State Sen. Joe Neal, D-North Las Vegas, said he does not think he can get the required 44,009 signatures of registered voters to increase gambling taxes by 80 percent on top grossing casinos. Neal needs to collect the minimum number of signatures by Tuesday to force the 2001 Legislature to consider his gambling tax increase.
But Neal, who pushed unsuccessfully to raise gambling taxes in the 1999 legislative session, said the tax increase fight is not dead.
''I don't think we've lost anything,'' Neal said. ''I'm still in the Legislature even though the gaming industry made a run on me. I'll be part of any tax debate.''
Neal said widespread support for the petition drive could not be translated into volunteer support for gathering the required signatures.
Neal said he will consider a fund-raising drive to get enough money to hire professionals to gather signatures on a new petition if the 2001 Legislature does not address tax issues adequately.
Bill Bible, president of the Nevada Resort Association, said was not surprised to learn that Neal's petition failed.
''I have a strong suspicion it would not have qualified in any county,'' he said. ''What happened was that when people were presented with this petition and took the time to understand what it meant, they declined to sign it.''
A Las Vegas Review-Journal and lasvegas.com poll in June showed 63 percent of respondents supported Neal's initiative, and 26 percent opposed it.

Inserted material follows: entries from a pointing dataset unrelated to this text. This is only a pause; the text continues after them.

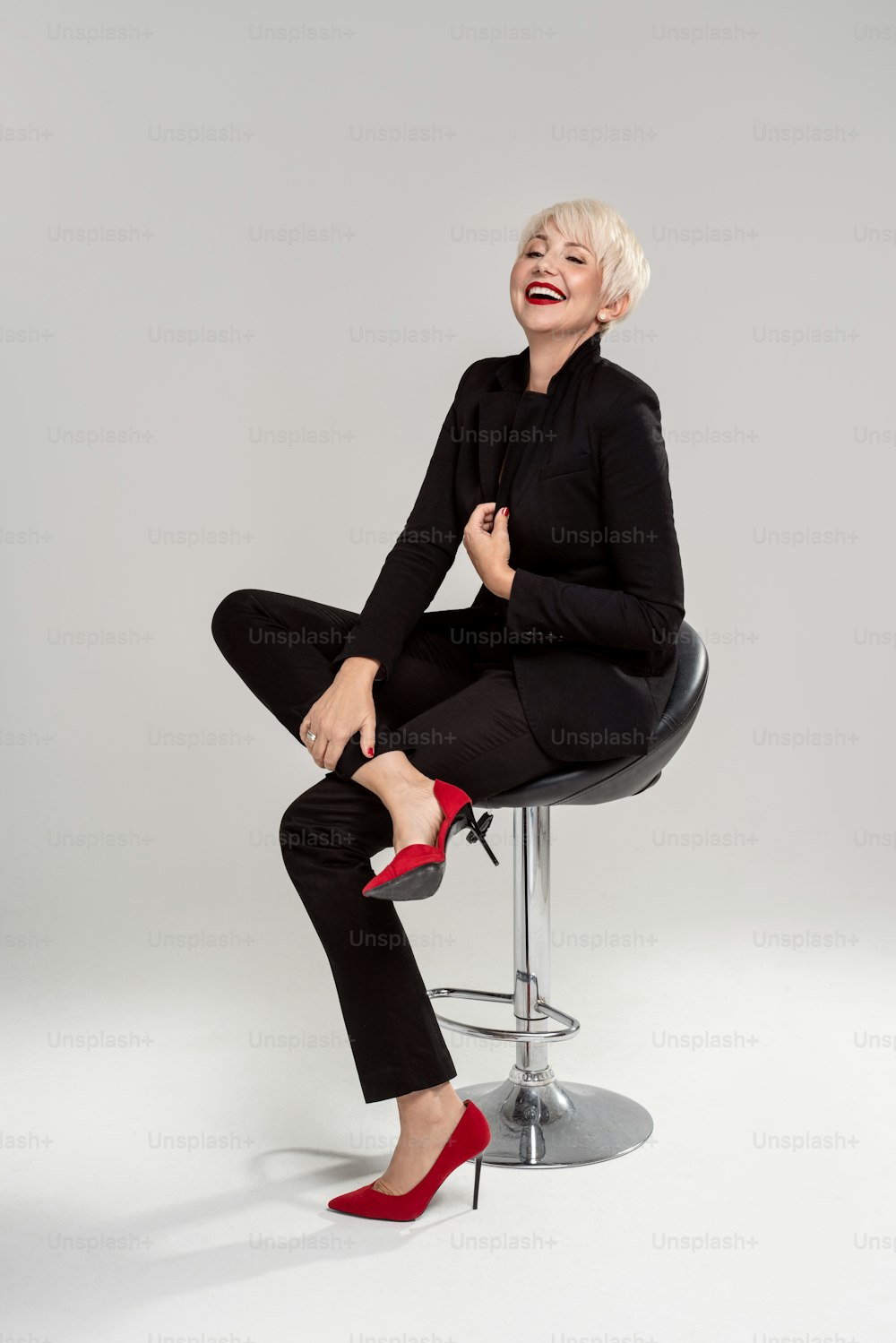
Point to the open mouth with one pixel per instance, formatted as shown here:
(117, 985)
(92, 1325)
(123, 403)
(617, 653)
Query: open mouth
(541, 293)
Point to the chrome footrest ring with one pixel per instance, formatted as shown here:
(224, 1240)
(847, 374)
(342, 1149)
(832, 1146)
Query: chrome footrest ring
(568, 1023)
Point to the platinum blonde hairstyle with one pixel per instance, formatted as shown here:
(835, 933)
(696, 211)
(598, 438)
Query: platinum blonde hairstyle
(608, 238)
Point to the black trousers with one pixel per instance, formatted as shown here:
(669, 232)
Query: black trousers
(460, 720)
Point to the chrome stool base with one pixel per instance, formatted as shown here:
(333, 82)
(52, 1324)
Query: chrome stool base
(536, 1119)
(540, 1122)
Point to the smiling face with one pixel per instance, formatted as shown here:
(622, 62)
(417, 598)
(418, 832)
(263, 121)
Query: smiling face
(555, 287)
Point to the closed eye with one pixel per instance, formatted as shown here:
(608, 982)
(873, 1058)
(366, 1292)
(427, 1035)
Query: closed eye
(581, 263)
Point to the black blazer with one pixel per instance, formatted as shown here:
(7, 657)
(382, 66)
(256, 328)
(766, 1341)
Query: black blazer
(598, 594)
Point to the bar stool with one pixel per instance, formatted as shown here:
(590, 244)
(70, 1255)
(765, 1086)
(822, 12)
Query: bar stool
(538, 1120)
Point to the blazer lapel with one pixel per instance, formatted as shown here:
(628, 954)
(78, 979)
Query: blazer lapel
(495, 417)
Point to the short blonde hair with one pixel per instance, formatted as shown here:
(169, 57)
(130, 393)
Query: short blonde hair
(608, 238)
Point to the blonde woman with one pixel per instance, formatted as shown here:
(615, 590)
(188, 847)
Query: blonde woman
(551, 470)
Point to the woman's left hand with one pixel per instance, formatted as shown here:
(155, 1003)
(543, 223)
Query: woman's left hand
(487, 543)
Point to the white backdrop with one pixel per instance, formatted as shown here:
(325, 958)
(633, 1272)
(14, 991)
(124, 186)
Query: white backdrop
(233, 234)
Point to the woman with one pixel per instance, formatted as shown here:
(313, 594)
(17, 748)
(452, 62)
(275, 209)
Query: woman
(552, 470)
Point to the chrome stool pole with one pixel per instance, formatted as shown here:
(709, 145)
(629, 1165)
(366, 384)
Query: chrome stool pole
(536, 1120)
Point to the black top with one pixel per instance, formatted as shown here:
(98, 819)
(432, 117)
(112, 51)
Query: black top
(521, 439)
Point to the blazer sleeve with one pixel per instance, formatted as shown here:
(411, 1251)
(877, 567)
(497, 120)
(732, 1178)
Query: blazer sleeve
(417, 564)
(646, 608)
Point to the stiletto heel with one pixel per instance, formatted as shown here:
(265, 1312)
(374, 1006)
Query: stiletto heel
(470, 1138)
(417, 871)
(477, 831)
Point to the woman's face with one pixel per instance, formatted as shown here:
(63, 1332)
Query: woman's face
(567, 269)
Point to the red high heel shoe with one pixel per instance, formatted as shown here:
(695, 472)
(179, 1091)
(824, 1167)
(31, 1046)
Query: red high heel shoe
(417, 871)
(470, 1138)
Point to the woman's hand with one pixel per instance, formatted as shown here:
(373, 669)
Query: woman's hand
(487, 543)
(346, 707)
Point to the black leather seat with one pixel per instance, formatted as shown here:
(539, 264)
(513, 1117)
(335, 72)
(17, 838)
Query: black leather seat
(538, 1120)
(607, 780)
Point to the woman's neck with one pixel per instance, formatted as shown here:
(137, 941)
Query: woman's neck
(547, 357)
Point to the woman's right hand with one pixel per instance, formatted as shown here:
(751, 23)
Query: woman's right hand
(346, 707)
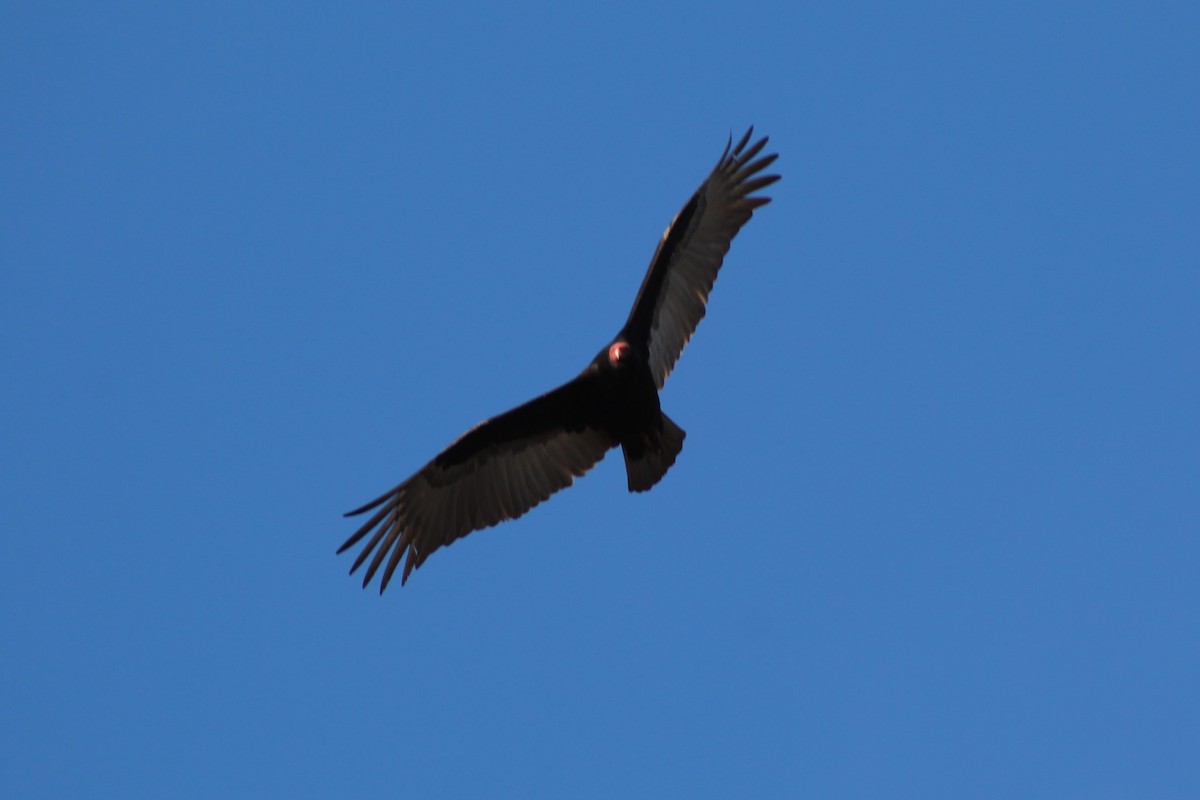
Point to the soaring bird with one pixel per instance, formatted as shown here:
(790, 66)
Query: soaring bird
(508, 464)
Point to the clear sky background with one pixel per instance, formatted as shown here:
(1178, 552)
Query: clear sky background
(934, 533)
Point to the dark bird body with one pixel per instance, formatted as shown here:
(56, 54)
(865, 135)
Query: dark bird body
(503, 467)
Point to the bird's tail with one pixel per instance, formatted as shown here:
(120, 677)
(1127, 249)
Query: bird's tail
(647, 464)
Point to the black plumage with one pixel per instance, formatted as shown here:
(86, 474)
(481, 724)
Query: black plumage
(505, 465)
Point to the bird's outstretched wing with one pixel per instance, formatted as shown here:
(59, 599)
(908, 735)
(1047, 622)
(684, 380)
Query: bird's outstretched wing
(671, 301)
(497, 470)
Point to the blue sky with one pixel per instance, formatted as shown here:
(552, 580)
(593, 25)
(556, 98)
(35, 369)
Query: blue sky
(935, 528)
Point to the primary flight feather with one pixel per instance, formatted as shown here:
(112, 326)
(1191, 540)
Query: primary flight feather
(505, 465)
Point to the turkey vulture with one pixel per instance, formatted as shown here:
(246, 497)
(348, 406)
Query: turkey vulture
(503, 467)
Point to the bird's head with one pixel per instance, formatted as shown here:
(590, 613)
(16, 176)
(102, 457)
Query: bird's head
(619, 353)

Bible said Neal's attempt to single out the gambling industry for a tax increase was not well-received by the last Legislature.

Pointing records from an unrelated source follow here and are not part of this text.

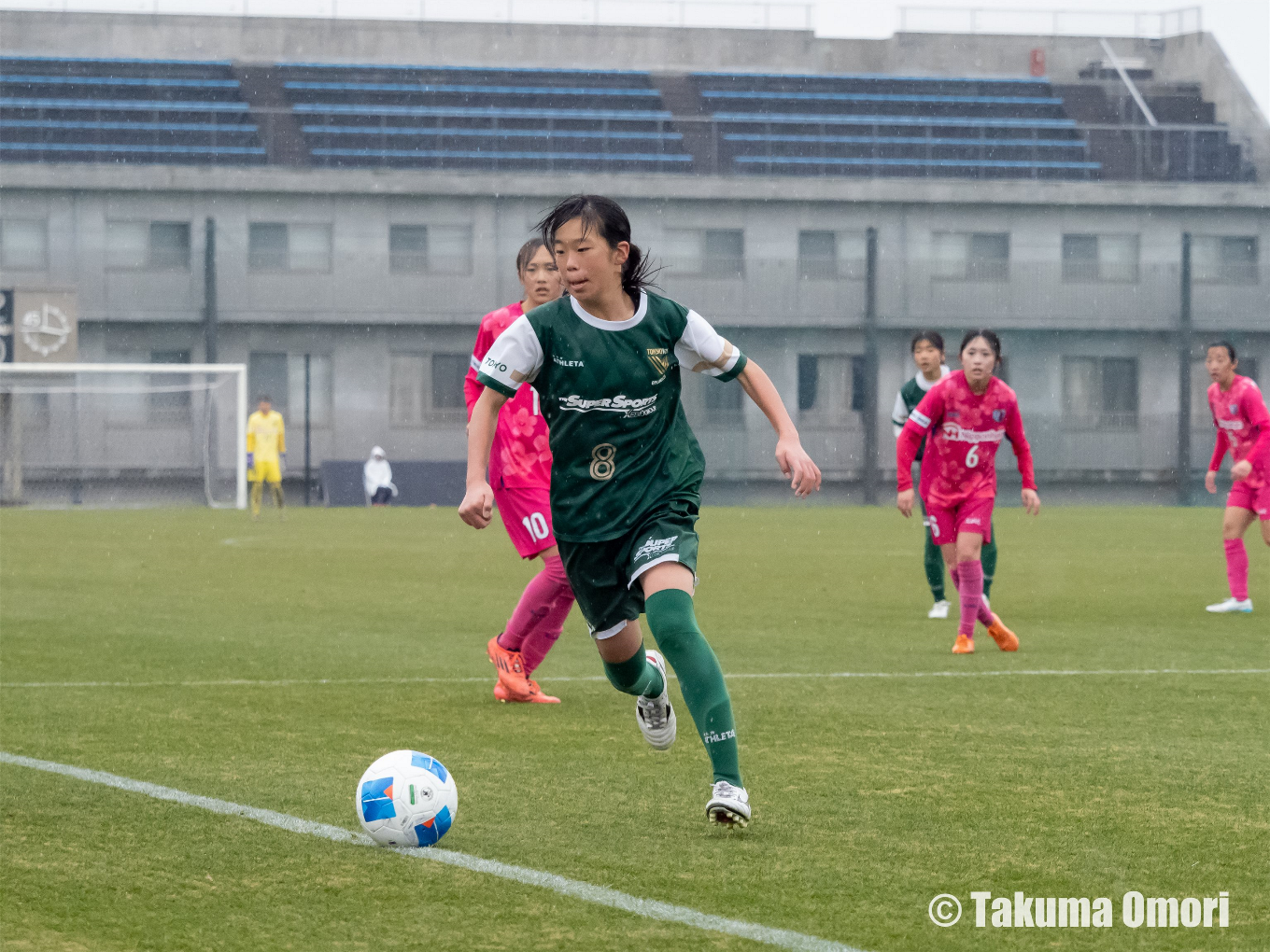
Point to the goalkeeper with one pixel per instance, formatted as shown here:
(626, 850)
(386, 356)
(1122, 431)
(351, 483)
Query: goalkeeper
(265, 454)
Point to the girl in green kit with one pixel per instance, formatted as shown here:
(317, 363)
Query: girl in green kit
(627, 469)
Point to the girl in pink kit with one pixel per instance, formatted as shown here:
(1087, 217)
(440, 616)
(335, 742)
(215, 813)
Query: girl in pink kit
(519, 473)
(967, 414)
(1242, 427)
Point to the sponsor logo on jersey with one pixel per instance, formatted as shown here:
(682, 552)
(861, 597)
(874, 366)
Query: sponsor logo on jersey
(958, 433)
(660, 358)
(655, 546)
(620, 404)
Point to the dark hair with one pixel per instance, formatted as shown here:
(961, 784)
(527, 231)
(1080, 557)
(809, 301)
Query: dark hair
(931, 337)
(526, 254)
(1227, 344)
(610, 222)
(990, 335)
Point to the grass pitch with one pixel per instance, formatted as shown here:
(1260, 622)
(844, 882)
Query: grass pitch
(871, 795)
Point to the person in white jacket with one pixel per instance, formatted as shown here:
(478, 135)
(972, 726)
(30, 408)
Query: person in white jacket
(377, 479)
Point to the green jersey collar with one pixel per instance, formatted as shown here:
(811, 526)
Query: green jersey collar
(613, 325)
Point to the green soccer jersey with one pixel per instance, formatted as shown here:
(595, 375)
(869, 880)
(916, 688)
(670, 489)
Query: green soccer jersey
(907, 400)
(610, 394)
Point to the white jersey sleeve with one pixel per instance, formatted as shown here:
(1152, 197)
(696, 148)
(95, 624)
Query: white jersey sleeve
(704, 351)
(512, 359)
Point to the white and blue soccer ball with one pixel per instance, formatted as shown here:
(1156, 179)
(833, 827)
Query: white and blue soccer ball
(406, 799)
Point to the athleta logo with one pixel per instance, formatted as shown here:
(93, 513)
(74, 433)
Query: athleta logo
(619, 404)
(659, 358)
(713, 737)
(956, 432)
(655, 546)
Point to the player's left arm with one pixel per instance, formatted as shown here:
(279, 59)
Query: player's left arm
(702, 349)
(1259, 455)
(1023, 454)
(803, 473)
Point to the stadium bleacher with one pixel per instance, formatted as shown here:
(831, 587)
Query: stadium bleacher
(126, 111)
(483, 119)
(893, 126)
(535, 119)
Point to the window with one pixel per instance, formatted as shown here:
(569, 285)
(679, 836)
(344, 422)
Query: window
(24, 244)
(724, 404)
(829, 387)
(1224, 260)
(437, 249)
(405, 390)
(1100, 258)
(447, 385)
(724, 253)
(1100, 392)
(977, 257)
(156, 245)
(716, 253)
(831, 254)
(319, 388)
(169, 406)
(289, 247)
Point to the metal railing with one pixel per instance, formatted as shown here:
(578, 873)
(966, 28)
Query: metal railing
(737, 14)
(1054, 21)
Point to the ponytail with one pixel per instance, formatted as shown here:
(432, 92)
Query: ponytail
(610, 222)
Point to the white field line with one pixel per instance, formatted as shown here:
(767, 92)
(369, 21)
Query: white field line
(585, 891)
(302, 682)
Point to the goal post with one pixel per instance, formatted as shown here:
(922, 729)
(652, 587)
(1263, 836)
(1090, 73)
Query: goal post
(130, 432)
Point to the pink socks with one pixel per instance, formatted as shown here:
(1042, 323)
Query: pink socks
(969, 585)
(539, 617)
(1237, 567)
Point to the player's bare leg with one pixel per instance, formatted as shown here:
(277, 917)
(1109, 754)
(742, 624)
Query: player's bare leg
(1235, 525)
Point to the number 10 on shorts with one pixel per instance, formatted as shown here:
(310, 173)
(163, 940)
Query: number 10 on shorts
(536, 525)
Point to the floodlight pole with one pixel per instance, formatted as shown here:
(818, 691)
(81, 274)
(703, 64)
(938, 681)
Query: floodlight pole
(1184, 385)
(870, 409)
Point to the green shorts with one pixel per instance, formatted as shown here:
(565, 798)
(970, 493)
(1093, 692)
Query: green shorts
(603, 574)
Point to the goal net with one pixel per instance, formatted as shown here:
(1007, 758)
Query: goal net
(123, 434)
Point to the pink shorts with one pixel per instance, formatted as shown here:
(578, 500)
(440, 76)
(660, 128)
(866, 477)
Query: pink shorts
(1245, 497)
(970, 515)
(528, 517)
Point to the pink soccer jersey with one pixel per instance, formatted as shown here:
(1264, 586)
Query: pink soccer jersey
(966, 429)
(1242, 427)
(519, 457)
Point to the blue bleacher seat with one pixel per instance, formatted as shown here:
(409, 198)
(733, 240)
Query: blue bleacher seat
(483, 119)
(123, 111)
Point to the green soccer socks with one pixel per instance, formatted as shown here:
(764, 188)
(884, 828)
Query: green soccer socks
(988, 556)
(674, 626)
(635, 676)
(934, 561)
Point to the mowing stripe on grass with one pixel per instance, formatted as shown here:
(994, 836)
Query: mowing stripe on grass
(300, 682)
(586, 891)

Most policy-makers realize that when gambling's share of taxes to state and local governments is calculated, gambling clearly is paying more than its fair share, Bible said.
Neal says he is not the only lawmaker who thinks gambling is not paying enough taxes. A bill draft request submitted anonymously by a lawmaker Aug. 22 proposes to increase the gross gambling tax by 1.75 percentage points to 8 percent. Top-grossing casinos pay 6.25 percent.
The idea of a 1.75 percentage point gambling tax increase is just shy of his original 1999 proposal to increase gambling taxes by 2 percentage points, Neal said.
When that measure failed to gain a second vote in committee in 1999, Neal filed the initiative with the secretary of state seeking to increase the tax rate on casinos generating more than $1 million in monthly gambling revenue from 6.25 percent to 11.25 percent.
That 80 percent increase would have raised about $388 million a year.